Signs and symptoms of hearing loss in babies and young children
The American Academy of Pediatrics advises if your baby or child of any age shows any signs of hearing loss make an appointment immediately with your pediatrician to determine the source and start a course of treatment.
For example if infants don't startle at a loud noise by one month of age turn toward a loud noise or notice you until you enter their line of vision by three to four months of age they may not hear properly.
In toddlers and even young children a main warning sign for hearing loss is speech delay. Often children are hard to understand or only repeat certain sounds. Children with hearing loss may not hear clearly enough to mimic sounds properly for speech. According to the American Speech-Language-Hearing Association if you notice your child does not use the quieter speech sounds of "s" "sh" "f" "t" and "k" there may be a hearing difficulty. Children with a hearing problem may also speak too loudly or not loud enough indicated by different types of hearing loss.
When school-age children don't always respond when called upon hear some sounds but not others or if there are problems at school a hearing screening is in order.

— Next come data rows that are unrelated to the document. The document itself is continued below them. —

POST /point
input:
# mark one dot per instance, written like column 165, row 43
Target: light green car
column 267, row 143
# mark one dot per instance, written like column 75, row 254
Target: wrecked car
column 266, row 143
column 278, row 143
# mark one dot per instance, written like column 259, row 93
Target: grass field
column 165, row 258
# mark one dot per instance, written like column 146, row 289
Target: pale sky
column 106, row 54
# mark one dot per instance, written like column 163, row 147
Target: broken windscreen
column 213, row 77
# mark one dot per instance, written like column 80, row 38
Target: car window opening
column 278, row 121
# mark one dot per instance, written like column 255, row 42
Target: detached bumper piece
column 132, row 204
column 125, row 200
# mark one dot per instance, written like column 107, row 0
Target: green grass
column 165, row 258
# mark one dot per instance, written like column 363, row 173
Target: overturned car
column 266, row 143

Noise-induced hearing loss growing in older children
You may think teenagers not listening is par for the course but the National Institute on Deafness and Other Communication Disorders advises that repeated exposure to loud noise is a common causes of hearing loss in children and teens. With more and more kids plugging in earphones and listening to loud music both temporary and permanent hearing loss could be a concern. Repeated exposure to sounds at or above 85 decibels can cause hearing loss. And since damage from noise exposure may be gradual kids might not notice it until it becomes more pronounced and permanent affecting their adult life. Research is finding that even when temporary hearing loss from loud noise resolves itself there can still be long-term damage.

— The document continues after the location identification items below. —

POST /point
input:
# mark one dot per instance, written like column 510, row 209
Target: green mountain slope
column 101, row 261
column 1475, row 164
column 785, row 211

The American Academy of Otolaryngology advises that listening to a portable music player with headphones at 60 percent of its potential volume for one hour a day is safe. Inserting ear plugs at loud events can help protect children's ears as well although it may be difficult to properly insert earplugs on children due to the smaller size of their ear canal. In addition if a child has tubes in place as discussed above inserting anything into the ear canal can be dangerous. Pediatric headphones are a good alternative and do a great job at attenuating loud noises to bring the child into a safer level of listening. If you or your doctor suspect hearing loss no matter the child's age the next step is a formal hearing evaluation performed by an audiologist.